A la place se dresse un nouvel édifice en construction, qui devrait être livré avant la fin de l’année 2024. Nous sommes en lisière de Wilshire Boulevard, artère mythique de la ville qui s’étire d’est en ouest sur 25 kilomètres, de Downtown à l’océan Pacifique, sur le Miracle Mile, cette portion où s’agrège, autour du Lacma, tout un ensemble d’institutions culturelles (une annexe du Museum d’histoire naturelle, le Musée de l’automobile, le Musée des Oscars…).
Table rase
Conçu par le célèbre architecte suisse Peter Zumthor, l’ouvrage a vocation à devenir le navire amiral du Lacma. Comme c’est l’usage aux Etats-Unis, il prendra le nom de son principal donateur, le producteur de musique et collectionneur David Geffen. En attendant, le musée concentre son activité dans le Broad, le musée d’art contemporain (2008), et le Resnick Pavilion (2010), les deux annexes les plus récentes du Lacma, construites sur le même site par Renzo Piano – les seules à avoir échappé à la démolition.
La Cité des anges, que l’on appelle aussi « capitale de l’oubli », s’est construite ainsi, sur le principe de la table rase. Par quel autre miracle un village colonial espagnol, fondé en 1781, aurait-il pu devenir en moins de deux siècles cette incroyable mégapole ? Si un consensus a fini par s’établir sur la valeur de certains chefs-d’œuvre, de certaines maisons d’architecte qui ont contribué, au XXe siècle, à forger son mythe, la notion de patrimoine reste une insulte à l’élan vers l’avenir qui continue de l’animer – ainsi qu’à la propriété privée, valeur suprême aux Etats-Unis.

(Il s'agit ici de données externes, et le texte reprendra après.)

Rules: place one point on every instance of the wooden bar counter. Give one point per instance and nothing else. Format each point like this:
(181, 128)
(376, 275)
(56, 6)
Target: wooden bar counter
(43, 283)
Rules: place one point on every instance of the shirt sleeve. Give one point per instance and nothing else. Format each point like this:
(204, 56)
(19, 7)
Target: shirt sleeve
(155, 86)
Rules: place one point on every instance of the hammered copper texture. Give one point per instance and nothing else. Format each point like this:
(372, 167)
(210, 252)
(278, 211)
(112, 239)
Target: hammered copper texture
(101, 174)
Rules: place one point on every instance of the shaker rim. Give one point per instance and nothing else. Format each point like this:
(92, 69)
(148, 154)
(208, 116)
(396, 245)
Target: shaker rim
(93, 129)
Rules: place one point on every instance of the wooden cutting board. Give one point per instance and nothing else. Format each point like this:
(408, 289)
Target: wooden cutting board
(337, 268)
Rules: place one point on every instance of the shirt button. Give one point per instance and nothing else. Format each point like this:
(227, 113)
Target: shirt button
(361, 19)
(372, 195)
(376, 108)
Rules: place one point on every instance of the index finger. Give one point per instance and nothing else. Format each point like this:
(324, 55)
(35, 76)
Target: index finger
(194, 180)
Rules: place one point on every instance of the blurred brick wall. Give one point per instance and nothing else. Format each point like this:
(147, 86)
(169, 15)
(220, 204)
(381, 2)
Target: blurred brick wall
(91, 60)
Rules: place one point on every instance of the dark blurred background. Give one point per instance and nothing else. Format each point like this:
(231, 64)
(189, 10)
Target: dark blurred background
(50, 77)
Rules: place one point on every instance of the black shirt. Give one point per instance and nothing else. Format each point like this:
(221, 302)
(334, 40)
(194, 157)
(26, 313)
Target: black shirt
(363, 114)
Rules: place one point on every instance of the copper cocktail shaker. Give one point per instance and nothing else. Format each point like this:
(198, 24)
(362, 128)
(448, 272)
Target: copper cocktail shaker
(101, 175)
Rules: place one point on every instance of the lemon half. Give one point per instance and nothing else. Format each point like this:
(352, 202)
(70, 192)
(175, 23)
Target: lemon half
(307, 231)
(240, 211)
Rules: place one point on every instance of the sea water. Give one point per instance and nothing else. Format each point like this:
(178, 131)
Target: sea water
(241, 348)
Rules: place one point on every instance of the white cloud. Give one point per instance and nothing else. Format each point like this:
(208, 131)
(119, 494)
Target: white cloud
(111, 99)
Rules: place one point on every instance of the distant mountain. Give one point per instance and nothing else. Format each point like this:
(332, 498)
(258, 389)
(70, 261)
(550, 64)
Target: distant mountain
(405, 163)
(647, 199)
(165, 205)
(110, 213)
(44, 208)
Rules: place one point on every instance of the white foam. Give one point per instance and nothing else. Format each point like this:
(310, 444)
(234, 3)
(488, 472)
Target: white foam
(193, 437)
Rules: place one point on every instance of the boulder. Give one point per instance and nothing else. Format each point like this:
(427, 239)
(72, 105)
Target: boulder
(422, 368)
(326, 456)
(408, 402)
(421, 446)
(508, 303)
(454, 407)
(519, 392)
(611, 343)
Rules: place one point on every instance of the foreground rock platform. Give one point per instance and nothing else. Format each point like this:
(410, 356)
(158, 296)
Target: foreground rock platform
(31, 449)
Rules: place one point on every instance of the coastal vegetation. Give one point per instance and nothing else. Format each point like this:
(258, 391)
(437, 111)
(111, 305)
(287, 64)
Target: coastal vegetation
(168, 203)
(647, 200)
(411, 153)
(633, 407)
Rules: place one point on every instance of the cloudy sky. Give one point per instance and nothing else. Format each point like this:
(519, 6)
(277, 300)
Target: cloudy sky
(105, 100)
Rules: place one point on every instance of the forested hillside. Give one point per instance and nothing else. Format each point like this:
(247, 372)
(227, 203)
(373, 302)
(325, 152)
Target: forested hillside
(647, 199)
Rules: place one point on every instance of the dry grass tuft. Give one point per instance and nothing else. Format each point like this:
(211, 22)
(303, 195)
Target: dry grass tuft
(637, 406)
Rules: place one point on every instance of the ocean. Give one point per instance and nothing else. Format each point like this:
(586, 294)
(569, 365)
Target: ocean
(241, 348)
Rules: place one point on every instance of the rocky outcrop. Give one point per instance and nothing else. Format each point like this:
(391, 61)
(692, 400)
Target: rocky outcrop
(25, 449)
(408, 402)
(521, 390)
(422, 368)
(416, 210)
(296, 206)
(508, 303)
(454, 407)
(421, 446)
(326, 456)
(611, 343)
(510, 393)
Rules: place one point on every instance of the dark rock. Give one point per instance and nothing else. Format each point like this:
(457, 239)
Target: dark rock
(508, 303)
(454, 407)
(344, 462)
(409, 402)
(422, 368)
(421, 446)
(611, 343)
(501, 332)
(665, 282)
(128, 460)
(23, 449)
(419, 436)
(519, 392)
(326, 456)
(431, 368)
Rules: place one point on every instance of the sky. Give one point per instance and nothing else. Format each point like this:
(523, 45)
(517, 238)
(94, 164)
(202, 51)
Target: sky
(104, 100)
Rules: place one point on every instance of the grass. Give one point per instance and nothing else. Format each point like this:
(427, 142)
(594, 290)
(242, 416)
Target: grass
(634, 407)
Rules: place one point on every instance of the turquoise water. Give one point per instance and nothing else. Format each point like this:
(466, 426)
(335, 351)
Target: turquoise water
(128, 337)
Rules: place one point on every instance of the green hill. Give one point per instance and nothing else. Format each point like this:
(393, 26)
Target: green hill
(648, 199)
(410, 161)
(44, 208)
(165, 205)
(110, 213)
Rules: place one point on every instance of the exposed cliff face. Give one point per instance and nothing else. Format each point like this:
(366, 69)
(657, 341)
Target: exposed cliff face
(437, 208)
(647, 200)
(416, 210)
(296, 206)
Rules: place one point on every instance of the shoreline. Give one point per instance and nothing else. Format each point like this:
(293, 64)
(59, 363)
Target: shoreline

Le propriétaire du Lacma, c’est le comté de Los Angeles, qui a, en l’occurrence, suivi l’avis du directeur de l’institution culturelle, Michael Govan : détruire et reconstruire. L’homme nous reçoit au dernier étage de la tour 5 900 Wilshire, où les bureaux du musée ont été déplacés le temps des travaux, nous entraîne d’emblée jusqu’à la baie vitrée d’où il contemple chaque jour l’avancée du chantier, trente étages plus bas. Débit de mitraillette, il dégaine : l’option de la restauration a été discutée, mais écartée aussitôt. « Le musée avait tellement de fuites qu’on l’avait surnommé “Leakma” [leak signifiant “fuite”] ! » Une réhabilitation aurait coûté 300 millions de dollars [273 millions d’euros]… Jamais je n’aurais réussi à lever une telle somme. » Un bâtiment nouveau, signé d’un grand architecte qui plus est, est plus payant politiquement qu’une rénovation de l’ancien, même s’il doit coûter, comme celui de Zumthor, plus de deux fois plus cher. La démolition, en outre, était déjà dans les esprits : à l’aube des années 2000, un concours avait été lancé pour réhabiliter le vieux complexe du Lacma, et le projet lauréat (jamais réalisé), celui de l’agence néerlandaise OMA, de l’architecte Rem Koolhaas, préconisait… d’en raser les trois quarts.